The Federal Highway Administration (FHWA) approved the $1-billion Kensington Expressway project in Buffalo, N.Y. after finding it would have no significant environmental impact, according to a Feb. 22 notice in the Federal Register. The plan is to cap a section of the highway to reconnect communities and add green space.

With the federal approval, the New York State Dept. of Transportation aims to start construction by the fall, Gov. Kathy Hochul said at an event to announce the project’s advancement.

The project involves covering a 4,150-ft-long, six-lane section of the Kensington Expressway, also known as State Route 33, from Dodge Street to Sidney Street in East Buffalo. The cap would be used as public green space with at least 3 ft of soil on top to allow for mature trees up to 50 ft tall. 

The planned scope also includes rehabilitating 9 miles of local streets, adding “complete street” features for pedestrians and cyclists and replacing the Best Street Bridge to build a roundabout at the Best Street interchange. The work is expected to support hundreds of union construction jobs, according to Paul Brown, president of the Buffalo Niagara Building Trades Council. 

The Kensington Parkway was originally built in the 1950s and ‘60s. It replaced the historic tree-lined Humboldt Parkway, which had been designed by Frederick Law Olmsted—best known for his work designing New York City’s Central Park. In its place, a below-grade highway divided East Buffalo neighborhoods. More than 600 homes were demolished to make way for the expressway, and most of the displaced residents were Black. 

“Hundreds and hundreds of lives were uprooted and businesses destroyed all in the name of this quicker route to the suburbs,” Hochul said.

Buffalo Mayor Byron Brown called the plan “a true people’s project.” Jomo Akono, business representative at Carpenters Local 276 as well as vice president of the Buffalo Juneteenth Festival, said in a statement that residents have been fighting for this project for decades. 

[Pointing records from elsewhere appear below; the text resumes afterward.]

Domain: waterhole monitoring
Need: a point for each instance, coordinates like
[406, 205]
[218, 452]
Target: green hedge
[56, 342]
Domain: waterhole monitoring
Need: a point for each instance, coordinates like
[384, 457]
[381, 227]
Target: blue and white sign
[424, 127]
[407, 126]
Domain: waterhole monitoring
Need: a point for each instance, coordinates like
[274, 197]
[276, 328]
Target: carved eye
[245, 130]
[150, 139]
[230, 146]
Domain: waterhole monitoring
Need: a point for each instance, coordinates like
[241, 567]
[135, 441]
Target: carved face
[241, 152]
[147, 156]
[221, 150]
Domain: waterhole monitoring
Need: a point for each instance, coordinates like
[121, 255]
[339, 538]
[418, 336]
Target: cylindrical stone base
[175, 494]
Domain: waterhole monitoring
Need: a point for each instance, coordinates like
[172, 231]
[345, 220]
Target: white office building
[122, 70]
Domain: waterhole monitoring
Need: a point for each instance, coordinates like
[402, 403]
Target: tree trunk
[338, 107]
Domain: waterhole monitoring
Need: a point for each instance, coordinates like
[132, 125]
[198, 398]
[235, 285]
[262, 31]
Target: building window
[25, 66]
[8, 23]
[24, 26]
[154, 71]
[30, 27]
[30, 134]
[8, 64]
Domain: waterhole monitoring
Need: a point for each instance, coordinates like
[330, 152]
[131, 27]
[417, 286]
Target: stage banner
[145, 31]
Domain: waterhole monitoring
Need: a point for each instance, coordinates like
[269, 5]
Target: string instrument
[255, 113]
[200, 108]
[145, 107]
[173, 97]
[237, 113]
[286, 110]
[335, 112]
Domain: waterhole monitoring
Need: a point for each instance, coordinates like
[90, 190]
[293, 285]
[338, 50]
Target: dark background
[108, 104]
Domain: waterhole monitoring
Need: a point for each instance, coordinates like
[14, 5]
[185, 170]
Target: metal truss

“This project will prepare to repair our community, honoring the many who have passed but left us instructions to help heal the small differences our community is facing and leaving room to heal and grow,” Akono said. 

Kensington_Expressway_today_ENRweb.jpgThe six-lane Kensington Expressway divides parts of East Buffalo. Photo by Mike Groll/New York Governor's Office 

Hochul compared to the plan to other projects projects aimed at reuniting neighborhoods bisected by highways around the middle of the last century, such as in Syracuse, where the state is working to replace a viaduct carrying I-81 with a “community grid,” and in Rochester, where design is underway for a plan to replace a partially below-grade highway with local streets, parks and land for new development.

“And now we are laser focused on sewing back together the wonderful tapestry known as East Buffalo,” she said. 

The U.S. Dept. of Transportation awarded the project a $55.6-million grant last year through its Reconnecting Communities pilot program funded by the Infrastructure Investment and Jobs Act. It was the largest grant in the funding round.